When I was in the penultimate year of high school, at that point where you need to think about universities, all six of the girls in my physics class got a flyer advertising “girl days” at technical universities, during which we could visit and look around without any boys present.
I instantly decided I did not want to attend either the “girl days” in particular, or their universities as a whole. I was offended that someone thought I needed to be treated differently.

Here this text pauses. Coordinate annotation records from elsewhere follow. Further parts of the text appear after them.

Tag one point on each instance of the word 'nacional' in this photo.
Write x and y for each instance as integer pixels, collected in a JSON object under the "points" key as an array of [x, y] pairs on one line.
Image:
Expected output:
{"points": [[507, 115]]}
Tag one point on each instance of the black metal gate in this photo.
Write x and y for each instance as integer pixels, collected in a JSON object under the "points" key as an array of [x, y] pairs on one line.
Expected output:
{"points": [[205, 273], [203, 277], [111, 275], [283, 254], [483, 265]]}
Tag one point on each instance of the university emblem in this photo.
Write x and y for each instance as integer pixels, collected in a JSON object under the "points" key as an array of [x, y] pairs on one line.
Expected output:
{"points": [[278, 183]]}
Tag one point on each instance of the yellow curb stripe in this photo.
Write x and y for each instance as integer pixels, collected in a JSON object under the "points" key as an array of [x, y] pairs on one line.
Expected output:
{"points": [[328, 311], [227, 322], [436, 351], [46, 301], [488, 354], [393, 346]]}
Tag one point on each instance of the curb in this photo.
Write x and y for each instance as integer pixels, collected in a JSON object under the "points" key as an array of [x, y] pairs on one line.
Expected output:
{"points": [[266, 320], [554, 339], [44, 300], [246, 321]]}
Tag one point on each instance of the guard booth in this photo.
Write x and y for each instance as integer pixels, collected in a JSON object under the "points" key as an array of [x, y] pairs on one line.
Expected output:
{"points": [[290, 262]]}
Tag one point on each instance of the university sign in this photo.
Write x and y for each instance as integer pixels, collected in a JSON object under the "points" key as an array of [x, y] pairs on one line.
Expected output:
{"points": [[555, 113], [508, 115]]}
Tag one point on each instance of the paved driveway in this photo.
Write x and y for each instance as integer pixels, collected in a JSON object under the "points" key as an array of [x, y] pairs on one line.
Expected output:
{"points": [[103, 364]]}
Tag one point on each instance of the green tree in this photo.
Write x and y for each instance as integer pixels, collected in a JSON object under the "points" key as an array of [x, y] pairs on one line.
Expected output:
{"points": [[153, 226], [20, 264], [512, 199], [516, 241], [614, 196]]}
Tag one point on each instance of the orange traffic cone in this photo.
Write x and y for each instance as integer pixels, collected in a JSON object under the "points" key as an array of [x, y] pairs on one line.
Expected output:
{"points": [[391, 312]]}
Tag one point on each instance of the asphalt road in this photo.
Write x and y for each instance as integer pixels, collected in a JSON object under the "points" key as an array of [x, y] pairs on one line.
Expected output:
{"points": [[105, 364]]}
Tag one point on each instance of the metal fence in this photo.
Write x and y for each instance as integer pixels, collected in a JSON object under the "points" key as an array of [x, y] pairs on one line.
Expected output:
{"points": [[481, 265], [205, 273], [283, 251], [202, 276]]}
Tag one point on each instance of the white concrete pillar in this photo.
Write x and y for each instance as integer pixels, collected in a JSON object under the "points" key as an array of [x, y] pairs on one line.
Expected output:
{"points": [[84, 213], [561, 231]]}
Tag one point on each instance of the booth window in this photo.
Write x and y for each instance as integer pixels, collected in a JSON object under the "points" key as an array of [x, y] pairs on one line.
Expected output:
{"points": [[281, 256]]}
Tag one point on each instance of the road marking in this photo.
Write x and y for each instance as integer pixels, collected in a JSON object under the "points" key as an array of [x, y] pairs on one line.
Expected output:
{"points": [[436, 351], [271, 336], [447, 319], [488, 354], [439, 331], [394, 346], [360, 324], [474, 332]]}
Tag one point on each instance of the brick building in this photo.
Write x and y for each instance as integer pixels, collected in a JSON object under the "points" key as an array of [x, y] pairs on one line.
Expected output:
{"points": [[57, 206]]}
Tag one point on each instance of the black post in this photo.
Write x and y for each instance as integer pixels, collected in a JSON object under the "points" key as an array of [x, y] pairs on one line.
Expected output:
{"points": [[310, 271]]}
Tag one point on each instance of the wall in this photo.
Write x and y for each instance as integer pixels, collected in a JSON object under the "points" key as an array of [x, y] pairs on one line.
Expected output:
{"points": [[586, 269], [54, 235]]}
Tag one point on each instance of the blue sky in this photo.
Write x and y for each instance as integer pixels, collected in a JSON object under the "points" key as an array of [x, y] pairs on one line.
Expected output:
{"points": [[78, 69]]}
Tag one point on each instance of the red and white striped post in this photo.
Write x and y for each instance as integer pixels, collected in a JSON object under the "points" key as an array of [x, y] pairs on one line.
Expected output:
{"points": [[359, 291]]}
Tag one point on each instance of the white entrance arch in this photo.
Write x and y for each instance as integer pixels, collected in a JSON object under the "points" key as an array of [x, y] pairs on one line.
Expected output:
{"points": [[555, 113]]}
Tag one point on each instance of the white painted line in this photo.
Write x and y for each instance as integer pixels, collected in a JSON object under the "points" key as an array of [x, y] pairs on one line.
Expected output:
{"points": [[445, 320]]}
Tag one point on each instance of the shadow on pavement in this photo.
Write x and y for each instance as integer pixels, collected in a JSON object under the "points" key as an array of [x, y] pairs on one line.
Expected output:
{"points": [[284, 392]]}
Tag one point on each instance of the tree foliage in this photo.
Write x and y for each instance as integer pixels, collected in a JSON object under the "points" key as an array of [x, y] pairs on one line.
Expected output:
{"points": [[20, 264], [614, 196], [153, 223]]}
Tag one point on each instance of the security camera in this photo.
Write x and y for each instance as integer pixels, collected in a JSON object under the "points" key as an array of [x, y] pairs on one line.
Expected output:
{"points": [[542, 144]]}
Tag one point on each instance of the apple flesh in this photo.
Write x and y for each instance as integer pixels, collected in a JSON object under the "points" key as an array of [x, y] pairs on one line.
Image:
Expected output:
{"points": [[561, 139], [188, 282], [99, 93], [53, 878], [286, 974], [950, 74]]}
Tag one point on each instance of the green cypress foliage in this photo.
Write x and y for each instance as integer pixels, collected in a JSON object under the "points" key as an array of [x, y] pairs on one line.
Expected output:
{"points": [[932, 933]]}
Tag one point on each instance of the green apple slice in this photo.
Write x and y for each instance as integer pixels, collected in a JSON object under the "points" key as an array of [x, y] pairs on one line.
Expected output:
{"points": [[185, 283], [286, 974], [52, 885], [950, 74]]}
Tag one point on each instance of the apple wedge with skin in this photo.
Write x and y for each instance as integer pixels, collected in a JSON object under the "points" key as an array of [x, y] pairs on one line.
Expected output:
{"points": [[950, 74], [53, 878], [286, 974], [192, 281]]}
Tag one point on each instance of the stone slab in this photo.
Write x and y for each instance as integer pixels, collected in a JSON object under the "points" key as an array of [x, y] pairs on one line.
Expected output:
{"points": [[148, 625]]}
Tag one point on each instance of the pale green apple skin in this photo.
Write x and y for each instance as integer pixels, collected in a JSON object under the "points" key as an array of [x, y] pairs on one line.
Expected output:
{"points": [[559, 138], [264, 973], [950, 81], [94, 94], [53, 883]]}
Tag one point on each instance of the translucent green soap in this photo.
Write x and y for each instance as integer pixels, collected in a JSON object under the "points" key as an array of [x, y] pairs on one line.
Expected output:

I don’t know if this early offense was the cause of it, or just another manifestation of the same thing, but I always get antsy when I see “women in science” features. Ultimately I just don’t want there to even be a reason to have to produce these things. However, in the past few years I have heard stories of women who were not taken seriously at work, who were bullied out of a job, or simply forgotten. So I can see that it’s necessary to do things. I just question what the point is of always showing examples of women in particular careers in the hopes of – what exactly?
So-and-so has a career AND a family – isn’t she amazing? And here’s another feature about how unfair the salary imbalance is. And, I know, let’s hold a panel discussion with four women who barely have time for this because they’re also the token women on every other panel, every committee, and every editorial board. They can talk about how they’re “doing it all”, where “all” is mainly sitting on panels talking about this sort of thing.
And I’m made to feel like I should read all the features and join in the discussion and spend another good portion of my time supporting other women in science, but just like when I was seventeen I don’t WANT to go to “girl days” or talk about women in science. I just want to do my actual work.
That being said, there are two recent initiatives to improve female representation in the science and tech world, and unlike the well-meant flyers and features and endless discussions, I think these two things might actually change something. For the first time since my first encounter with gender issues in science, way back in high school, I did not cringe at “women in science” initiatives. I actually like these ideas, and that’s pretty high praise coming from me!
1. The panel pledge
Proposed by Rebecca Rosen in an Atlantic piece, this amazingly simple idea is already changing the composition of conference panels. Men who have taken this pledge have promised that when they’re invited to speak at a conference or on a panel, they will only accept if there is at least one female speaker.
It’s a brilliant mechanism that uses the voice of men who notice a lack of women, and who are in a position to change that. They can put the pressure on organisers to invite women at a stage where the programme is still being made, which is much more effective than people complaining afterward that they were left out. It’s also a friendly way to remind organisers that they may have overlooked someone.
Since hearing about this, I’ve also made a point of thinking about who I recommend for panels or include in lists of scientists. So far I haven’t caught myself leaving out any women, but if I accidentally do, I’ll be aware of it, and will think a bit further before finalizing my list. I’m also trying not to recommend the usual suspects. There are more women in science than the two or three that always step up.
2. The Finkbeiner test
Ann Finkbeiner proposed to write about a female scientist and not once mention the fact that she is a woman. This idea was expanded by Christie Aschwanden to the “Finkbeiner test”, which you can use to analyse any piece of writing about a woman in science.
“To pass the Finkbeiner test, the story cannot mention
- The fact that she’s a woman
- Her husband’s job
- Her child care arrangements
- How she nurtures her underlings
- How she was taken aback by the competitiveness in her field
- How she’s such a role model for other women
- How she’s the “first woman to…”
I like this one because it addresses exactly the things I dislike so much about open house days for girls only or feature articles about women in science. There is no reason to write about women in science any differently than about men in science. It’s exactly that tone, that “look how much she can do! She’s so special!”-attitude that irks me about those features, and that made me avoid particular universities when as a high school student I had to make important choices about my own future in science.
Together, these two ideas say: Treat scientists all the same, regardless of their gender, but be aware that there is more than one gender when looking for representative groups of experts.